Which leaves us wondering what the heck is causing his spasticity, lack of muscle control, cognitive impairment, speech issues etc?
The neurologist is wondering the same thing. We cracked a few jokes about it all being an act and him duping all of us into believing he has CP, or the techs mixing up the MRI results.
So after meeting with the Doc. we went to the lab. They took 9 viles of blood and a container of urine. Poor guy was just about bled dry I think. Those viles are on their way to various cities and even the united states to be tested for rare genetic and metobolic disorders.
In some more rare cases CP can be caused by a genetic disorder, meaning something in the DNA went haywire. I'm not sure how that wouldn't still show up in an MRI though. It's a bit baffling.
The bigger concern with this is many rare genetic disorders are progressive and degenerative.
That is something we had never considered. With run of the mill CP there is an initial injury to the developing brian and then it remains virtually unchanged. Function can improve with surgeries, stretching and therapy but the brain damage doesn't get worse or better. People with CP can age harder though. Because the joints are twisted out of shape things like arthritis hit hard and early. We expected that someday his mobility would likely decrease because of something like arthritis but it never crossed our minds that he could have something totally different.
Never did we think that this could be a progressive, degenerative genetic disorder. It seems unlikely, but at the same time it's possible I guess.
The neurologist asked plenty of questions along that line, which kind of left us stumped.
It's hard not to start seeing things, or imagining things, when the suggestion is given to you that he could be gradually loosing physical and cognitive function....after we worked so hard to unlock so much non-utilized potential in both those areas.

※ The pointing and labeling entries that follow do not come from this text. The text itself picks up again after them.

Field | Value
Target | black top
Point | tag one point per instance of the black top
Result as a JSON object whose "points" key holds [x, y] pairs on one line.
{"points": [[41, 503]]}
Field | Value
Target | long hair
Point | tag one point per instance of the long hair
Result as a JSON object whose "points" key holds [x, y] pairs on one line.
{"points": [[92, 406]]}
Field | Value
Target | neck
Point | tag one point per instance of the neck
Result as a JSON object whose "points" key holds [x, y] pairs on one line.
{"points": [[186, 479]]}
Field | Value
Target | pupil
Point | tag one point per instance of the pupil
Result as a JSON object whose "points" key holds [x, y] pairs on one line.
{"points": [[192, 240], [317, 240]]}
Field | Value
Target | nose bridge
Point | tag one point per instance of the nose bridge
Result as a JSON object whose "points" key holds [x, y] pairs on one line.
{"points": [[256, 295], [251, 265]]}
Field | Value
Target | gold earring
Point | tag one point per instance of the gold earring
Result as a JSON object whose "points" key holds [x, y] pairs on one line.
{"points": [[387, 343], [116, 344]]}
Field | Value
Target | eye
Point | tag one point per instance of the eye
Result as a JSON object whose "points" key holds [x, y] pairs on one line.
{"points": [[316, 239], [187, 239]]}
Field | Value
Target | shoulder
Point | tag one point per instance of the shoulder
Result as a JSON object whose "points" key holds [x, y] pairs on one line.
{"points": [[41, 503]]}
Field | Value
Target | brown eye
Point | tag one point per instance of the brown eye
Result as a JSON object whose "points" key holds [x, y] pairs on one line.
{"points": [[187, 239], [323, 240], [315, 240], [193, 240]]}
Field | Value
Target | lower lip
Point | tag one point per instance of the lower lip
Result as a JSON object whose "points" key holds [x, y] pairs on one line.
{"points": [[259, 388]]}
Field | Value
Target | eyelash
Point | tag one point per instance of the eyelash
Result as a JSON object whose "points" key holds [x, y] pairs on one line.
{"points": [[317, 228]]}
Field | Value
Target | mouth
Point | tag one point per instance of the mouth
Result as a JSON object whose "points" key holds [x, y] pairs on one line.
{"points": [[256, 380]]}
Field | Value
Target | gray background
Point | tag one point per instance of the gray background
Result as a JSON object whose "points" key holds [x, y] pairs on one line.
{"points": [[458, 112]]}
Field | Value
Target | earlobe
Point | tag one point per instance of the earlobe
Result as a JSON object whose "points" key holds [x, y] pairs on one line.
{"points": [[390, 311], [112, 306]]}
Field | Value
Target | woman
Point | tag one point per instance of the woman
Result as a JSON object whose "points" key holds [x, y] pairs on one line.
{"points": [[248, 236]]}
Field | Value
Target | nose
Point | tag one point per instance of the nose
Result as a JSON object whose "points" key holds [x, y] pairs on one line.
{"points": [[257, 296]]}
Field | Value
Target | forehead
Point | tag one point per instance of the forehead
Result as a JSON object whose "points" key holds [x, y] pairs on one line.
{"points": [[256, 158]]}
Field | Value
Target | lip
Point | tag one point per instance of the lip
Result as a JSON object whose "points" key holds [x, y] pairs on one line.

Is he stuttering more? Is his walking worse? Why can't he correctly answer the question "how old are you?" or "what's your name?" when he could do it yesterday.
I'm going to resist watching like a hawk or being paranoid. And I may need to remind myself of that very regularly. There's nothing I can do to change it anyway. It is what it is...even if I don't know with that "it" is. Maybe I should go back and re-listen to my pastors sermon this Sunday about worrying and anxiety.

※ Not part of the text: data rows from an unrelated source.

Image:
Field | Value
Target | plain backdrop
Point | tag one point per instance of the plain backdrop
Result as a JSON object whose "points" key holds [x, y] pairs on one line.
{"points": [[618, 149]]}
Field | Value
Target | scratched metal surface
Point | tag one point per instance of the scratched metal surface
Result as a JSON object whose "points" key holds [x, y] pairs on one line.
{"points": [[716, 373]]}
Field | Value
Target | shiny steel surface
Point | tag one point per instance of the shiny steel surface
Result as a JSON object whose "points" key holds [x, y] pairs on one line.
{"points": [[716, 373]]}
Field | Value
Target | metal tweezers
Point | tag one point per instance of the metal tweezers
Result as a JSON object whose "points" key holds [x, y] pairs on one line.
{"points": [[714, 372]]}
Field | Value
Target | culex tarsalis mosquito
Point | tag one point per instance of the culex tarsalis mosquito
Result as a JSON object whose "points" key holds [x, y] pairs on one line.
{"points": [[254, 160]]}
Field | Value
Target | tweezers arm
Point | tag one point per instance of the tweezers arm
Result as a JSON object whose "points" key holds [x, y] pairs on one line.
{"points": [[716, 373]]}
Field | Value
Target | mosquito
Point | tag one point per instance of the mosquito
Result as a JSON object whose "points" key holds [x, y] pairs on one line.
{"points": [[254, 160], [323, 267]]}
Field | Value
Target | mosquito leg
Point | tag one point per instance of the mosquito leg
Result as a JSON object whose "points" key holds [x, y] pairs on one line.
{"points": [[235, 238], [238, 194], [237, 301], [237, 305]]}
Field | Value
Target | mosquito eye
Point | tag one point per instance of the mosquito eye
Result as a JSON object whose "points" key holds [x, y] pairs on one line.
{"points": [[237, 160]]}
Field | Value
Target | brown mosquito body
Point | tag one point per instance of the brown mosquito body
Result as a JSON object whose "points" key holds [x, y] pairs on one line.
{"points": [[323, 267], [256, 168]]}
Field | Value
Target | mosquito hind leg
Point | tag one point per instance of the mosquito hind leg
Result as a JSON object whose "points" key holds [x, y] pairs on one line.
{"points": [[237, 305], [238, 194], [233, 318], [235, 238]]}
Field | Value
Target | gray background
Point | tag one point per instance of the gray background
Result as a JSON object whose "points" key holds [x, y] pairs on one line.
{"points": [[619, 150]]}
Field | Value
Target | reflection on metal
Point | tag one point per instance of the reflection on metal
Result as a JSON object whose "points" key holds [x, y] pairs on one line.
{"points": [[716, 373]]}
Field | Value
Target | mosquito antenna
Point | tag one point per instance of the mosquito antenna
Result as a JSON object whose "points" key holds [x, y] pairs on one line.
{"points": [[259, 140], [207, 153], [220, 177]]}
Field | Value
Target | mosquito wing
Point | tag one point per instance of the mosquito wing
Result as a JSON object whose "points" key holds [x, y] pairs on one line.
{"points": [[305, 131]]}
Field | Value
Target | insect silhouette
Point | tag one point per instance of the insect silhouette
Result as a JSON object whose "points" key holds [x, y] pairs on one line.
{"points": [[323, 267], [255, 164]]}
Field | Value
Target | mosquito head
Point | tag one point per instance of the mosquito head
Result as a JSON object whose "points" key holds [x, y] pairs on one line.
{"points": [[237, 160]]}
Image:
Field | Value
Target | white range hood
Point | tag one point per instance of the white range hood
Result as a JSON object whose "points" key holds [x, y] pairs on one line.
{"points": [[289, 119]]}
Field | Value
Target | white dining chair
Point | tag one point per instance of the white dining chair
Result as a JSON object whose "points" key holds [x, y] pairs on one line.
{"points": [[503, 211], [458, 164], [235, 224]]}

I have no idea when we'll get the results of the lab work back but the neurologist also ordered a spinal MRI, a spinal tap, and at some point maybe a CT scan (some things can show up on this that don't on an MRI). It sounds like quite a few more long days at the hospital.

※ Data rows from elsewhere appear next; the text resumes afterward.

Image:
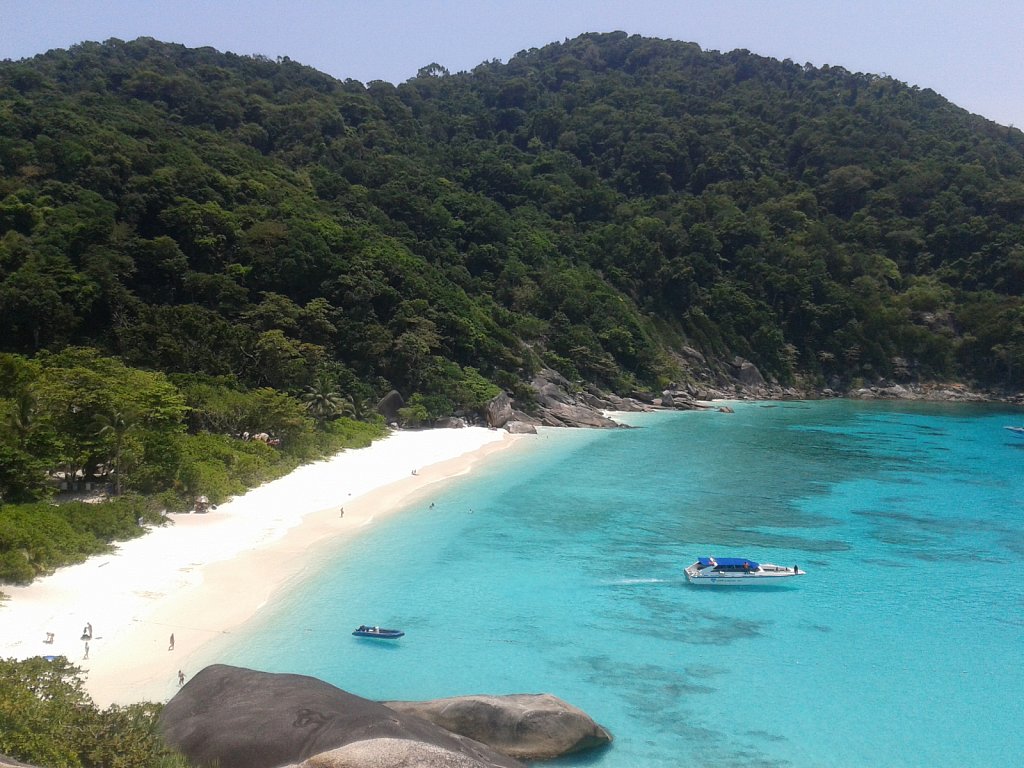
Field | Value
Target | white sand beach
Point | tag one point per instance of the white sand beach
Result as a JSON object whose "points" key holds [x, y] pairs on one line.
{"points": [[204, 574]]}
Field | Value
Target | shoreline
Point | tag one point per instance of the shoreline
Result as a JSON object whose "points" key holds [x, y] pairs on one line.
{"points": [[202, 576]]}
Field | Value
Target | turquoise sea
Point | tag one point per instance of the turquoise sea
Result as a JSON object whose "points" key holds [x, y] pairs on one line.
{"points": [[557, 567]]}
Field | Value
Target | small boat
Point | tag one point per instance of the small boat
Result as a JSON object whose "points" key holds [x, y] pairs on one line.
{"points": [[737, 571], [378, 632]]}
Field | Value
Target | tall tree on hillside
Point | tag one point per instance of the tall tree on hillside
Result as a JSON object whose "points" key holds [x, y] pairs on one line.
{"points": [[324, 401], [117, 424]]}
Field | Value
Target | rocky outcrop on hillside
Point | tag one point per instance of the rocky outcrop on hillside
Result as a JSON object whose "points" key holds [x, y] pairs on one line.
{"points": [[239, 718]]}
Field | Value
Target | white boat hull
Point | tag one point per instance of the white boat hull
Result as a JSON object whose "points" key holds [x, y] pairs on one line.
{"points": [[767, 573]]}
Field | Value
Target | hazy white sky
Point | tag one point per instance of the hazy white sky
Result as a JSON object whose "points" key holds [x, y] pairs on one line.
{"points": [[971, 51]]}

I'm not sure how long those tests will take. I suspect since we are now looking at these tests in more of a diagnostic sense the wait should be fairly short.
If it's not one thing, it's another, around here. That's how we roll. Never a dull moment.
Our mystery boy became even more mysterious today.
He was such a trooper though. Nine viles of blood! And not a single solitary tear. The peeing in a cup thing threw him off though. It took four trips into the bathroom, lots of drinking water, and about an hour of waiting before we had success.
On a slightly different topic, but one that has to do with the same child and his brain, Elijah had a bad fall last week. He lost his balance at the top of the stairs and fell over backwards. He tumbled head over heals down the entire flight and landed on a hard basement floor. It was terrifying for him and the mom who saw it happen. Chills. It is the first time since he's been with us that he has fallen down stairs. He is so careful around stairs and goes down independently on his bum.
He didn't have any bruises or broken bones but he did have a concussion. It really threw him off for a couple days. It was kind of scary, but rest was all that we could do for him. Sure enough by Saturday he perked up, started eating again, regained his balance and has been mostly "normal" functioning level ever since. He tires a little more easily and complains "my head tired" every once in a while and will go and lay down on the couch for a bit. Poor guy. His noggin didn't need any more problems. I was glad we already had an appointment scheduled with a neurologist.
Thankyou to everyone who has loved our boy. Even from a distance.